Curse you, 1077, now I'm back on the fence. :lol:

This is where I want to put him: 










The only other bottom swimmers are my rope fish, which swim all over the place, but default to the bottom. There are lots of caves and driftwood.


----------



## redchigh (Jan 20, 2010)

If you want something guaranteed safe, but that you'll be able to see on the driftwood, ask who their fish supplier is and get (or google) their stock list the lfs orders from. May I reccomend a albino longfin bristlenose?

I know nothing about rhino plecos, but maybe they don't destroy plants, they just destroy "aquascapes" (uprooting stems, breaking the occassional leaf and ruining the symettry, etc)

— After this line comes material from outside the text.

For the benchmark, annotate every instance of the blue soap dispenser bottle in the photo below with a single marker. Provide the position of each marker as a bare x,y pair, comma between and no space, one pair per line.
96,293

That being said, I wouldn't risk it when there are literally thousands of pleco species to choose from, and hundreds that are great in planted tanks.

I've heard of horror stories around plecos where everything was fine for months, the fishkeeper went to sleep one night and heard the plec moving around. The next morning all the plants were shredded and floating.


----------



## 1077 (Apr 16, 2008)

Canadian Fish said:


> Bah. Now I want one again.
> 
> So he doesn't bulldoze over your plants and destroy them just by knocking them around?
> 
> ...


He/She is big around ten inches and plant's are rooted firmly in about three to four inches of black diamond blasting media.
I suspect that in shallow substrate, where smaller plant's don't have the root system that the val's and water sprite have that He/She could indeed do some harm while lumbering about.


----------



## Canadian Fish (Feb 12, 2012)

I think the guy at the store is 10" (If memory serves. We have never looked at him in the store with thought to buying him so I haven't scrutinized him as much as we would have)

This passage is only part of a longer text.